Bell howled and the howl was echoed by Blue and Red and Sue and the others. Jim Ed’s voice was an excited shriek above the low baying of his dogs.

“She’s got it,” the deputy yelled. “Yessir. Go get ’em, Bell.”

Odell Boyd fumbled with his tobacco tin of Prince Albert. His small eyes were red. He turned and walked away toward the creek, the fearful sound of a dog pack hungry after his son thundering in his mind.

For a horrible moment, I thought Dover’s plan had failed. The dogs were moving together, following a single slim path, fighting for the lead. Then, suddenly, the dogs separated, and we could hear Jim Ed screaming for them to bunch and follow Bell.

“What’s happenin’?” Brownlee asked his deputy.

“They split. Goin’ different ways.”

“Split? He had ’em leashed.”

“He takes them off when they get hold of the scent.”

“What’d they split for?”

“Don’t know,” the deputy answered, fanning his face. “Maybe the boy walked in circles.”

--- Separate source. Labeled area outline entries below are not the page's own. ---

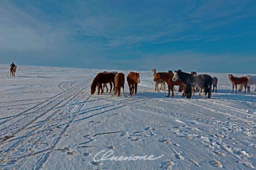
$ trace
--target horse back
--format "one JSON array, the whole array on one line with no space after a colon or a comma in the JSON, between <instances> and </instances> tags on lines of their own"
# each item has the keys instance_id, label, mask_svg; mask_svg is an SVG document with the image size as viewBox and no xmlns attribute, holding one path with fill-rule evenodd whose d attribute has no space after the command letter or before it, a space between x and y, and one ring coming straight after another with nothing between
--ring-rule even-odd
<instances>
[{"instance_id":1,"label":"horse back","mask_svg":"<svg viewBox=\"0 0 256 170\"><path fill-rule=\"evenodd\" d=\"M119 73L115 76L115 86L118 87L124 84L124 75L122 73Z\"/></svg>"},{"instance_id":2,"label":"horse back","mask_svg":"<svg viewBox=\"0 0 256 170\"><path fill-rule=\"evenodd\" d=\"M111 73L99 73L93 79L95 83L100 84L108 83L114 81L115 75Z\"/></svg>"},{"instance_id":3,"label":"horse back","mask_svg":"<svg viewBox=\"0 0 256 170\"><path fill-rule=\"evenodd\" d=\"M127 75L126 80L128 84L135 84L136 83L136 80L137 79L136 73L135 72L131 71Z\"/></svg>"}]
</instances>

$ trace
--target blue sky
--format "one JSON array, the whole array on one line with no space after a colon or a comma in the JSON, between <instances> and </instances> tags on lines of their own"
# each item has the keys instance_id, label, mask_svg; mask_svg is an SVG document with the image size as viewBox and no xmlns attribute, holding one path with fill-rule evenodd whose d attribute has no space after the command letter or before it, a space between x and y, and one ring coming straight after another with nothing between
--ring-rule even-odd
<instances>
[{"instance_id":1,"label":"blue sky","mask_svg":"<svg viewBox=\"0 0 256 170\"><path fill-rule=\"evenodd\" d=\"M254 0L0 1L0 64L256 73Z\"/></svg>"}]
</instances>

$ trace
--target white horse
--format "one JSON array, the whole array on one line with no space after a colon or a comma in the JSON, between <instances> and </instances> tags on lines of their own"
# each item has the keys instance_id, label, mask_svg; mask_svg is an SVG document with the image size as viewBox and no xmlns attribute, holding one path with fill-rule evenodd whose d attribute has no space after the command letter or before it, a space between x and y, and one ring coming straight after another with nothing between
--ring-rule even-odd
<instances>
[{"instance_id":1,"label":"white horse","mask_svg":"<svg viewBox=\"0 0 256 170\"><path fill-rule=\"evenodd\" d=\"M256 92L256 76L250 76L248 75L246 76L247 78L249 81L248 81L248 84L247 84L247 91L250 92L250 85L251 84L255 85L255 90L254 92ZM240 84L238 87L238 91L241 92L243 90L243 84Z\"/></svg>"},{"instance_id":2,"label":"white horse","mask_svg":"<svg viewBox=\"0 0 256 170\"><path fill-rule=\"evenodd\" d=\"M154 79L154 78L155 77L155 75L156 74L156 68L152 69L152 75L153 76L153 79ZM163 91L164 91L165 90L165 81L162 80L162 79L159 79L156 81L155 82L155 91L156 91L157 89L157 91L159 92L159 90L158 89L158 84L161 84L161 86L160 87L160 90L162 90Z\"/></svg>"}]
</instances>

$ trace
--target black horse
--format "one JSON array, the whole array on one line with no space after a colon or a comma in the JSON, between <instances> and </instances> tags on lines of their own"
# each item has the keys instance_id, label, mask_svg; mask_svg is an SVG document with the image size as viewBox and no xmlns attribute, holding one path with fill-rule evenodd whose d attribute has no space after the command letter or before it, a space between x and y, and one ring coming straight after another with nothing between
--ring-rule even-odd
<instances>
[{"instance_id":1,"label":"black horse","mask_svg":"<svg viewBox=\"0 0 256 170\"><path fill-rule=\"evenodd\" d=\"M192 87L204 86L205 94L203 99L205 99L205 97L208 93L208 98L211 98L211 88L212 84L212 78L209 75L203 74L199 75L192 75L181 70L175 71L174 75L172 78L172 81L175 81L178 79L185 84L187 86L187 91L188 92L187 98L190 99L192 95Z\"/></svg>"}]
</instances>

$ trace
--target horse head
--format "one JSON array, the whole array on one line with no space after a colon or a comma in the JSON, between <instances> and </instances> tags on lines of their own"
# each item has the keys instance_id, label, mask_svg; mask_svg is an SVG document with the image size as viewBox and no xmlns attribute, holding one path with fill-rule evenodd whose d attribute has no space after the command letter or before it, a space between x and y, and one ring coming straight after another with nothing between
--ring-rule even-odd
<instances>
[{"instance_id":1,"label":"horse head","mask_svg":"<svg viewBox=\"0 0 256 170\"><path fill-rule=\"evenodd\" d=\"M233 75L232 74L229 74L229 81L231 81L231 77L233 76Z\"/></svg>"},{"instance_id":2,"label":"horse head","mask_svg":"<svg viewBox=\"0 0 256 170\"><path fill-rule=\"evenodd\" d=\"M140 83L140 73L136 72L136 76L137 77L137 83Z\"/></svg>"},{"instance_id":3,"label":"horse head","mask_svg":"<svg viewBox=\"0 0 256 170\"><path fill-rule=\"evenodd\" d=\"M159 72L157 73L154 77L154 81L156 81L160 79L160 74Z\"/></svg>"},{"instance_id":4,"label":"horse head","mask_svg":"<svg viewBox=\"0 0 256 170\"><path fill-rule=\"evenodd\" d=\"M178 71L174 71L174 74L172 78L172 81L176 81L179 79L179 76L178 75L178 72L181 71L181 70L178 70Z\"/></svg>"},{"instance_id":5,"label":"horse head","mask_svg":"<svg viewBox=\"0 0 256 170\"><path fill-rule=\"evenodd\" d=\"M196 75L196 72L195 72L195 71L191 71L191 74L192 75Z\"/></svg>"}]
</instances>

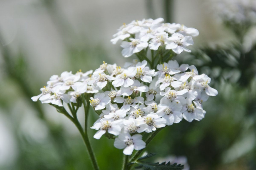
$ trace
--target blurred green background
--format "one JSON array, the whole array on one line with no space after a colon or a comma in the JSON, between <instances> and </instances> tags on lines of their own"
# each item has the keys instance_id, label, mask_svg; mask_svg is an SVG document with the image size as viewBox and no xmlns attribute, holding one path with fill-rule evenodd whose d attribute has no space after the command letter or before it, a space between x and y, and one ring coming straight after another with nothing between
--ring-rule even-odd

The dogs were delirious, each coveting a different trail and baying for the rest of the pack to follow. They sounded like children quarreling over the lordship of a game. Jim Ed’s voice was now shrill and angry, a distant cursing maniac threatening to kick in the skull of every dog in north Georgia.

Dover smiled. Otis snickered and hid his face in his hands. Alvin and R. J. laughed aloud, and Wesley said, “I didn’t know bloodhounds would split like that.”

“Well, son,” the deputy began in a grave voice, “you can’t never tell about dogs of no kind, but I’ll lay you odds ol’ Bell’s still on the true scent. Yessir, that ol’ hound don’t need them others.”

Odell Boyd walked back from the creek. He was a changed man. He whispered something to my father and my father nodded. Then my father stepped close behind Dover and said, “You got more sense than I thought you had.”

Dover grinned and drummed his ringers on the hood of his truck. “Me’n Sam Spade outghta be partners,” he declared.

My father walked away with Odell Boyd and I asked Dover, “Does my daddy know what we did?”

“Sure, he knows. Odell told him this mornin’.”

“And he’s not mad?”

“Colin, you don’t give your daddy credit. No, he’s not mad. He thought it was a good plan; didn’t think it’d work, but he liked the idea.”

We settled in the shade of the oak and listened to the confusion of bloodhounds chasing the phantom of Freeman’s scent. In an hour, the dogs were miles apart and hopelessly bewildered.

My father had walked home, permitting Wesley and me the privilege of staying until Jim Ed Felton returned, and our presence annoyed the sheriff. He slouched against the oak, scowling, and he waited for the two telltale pistol shots from Jim Ed.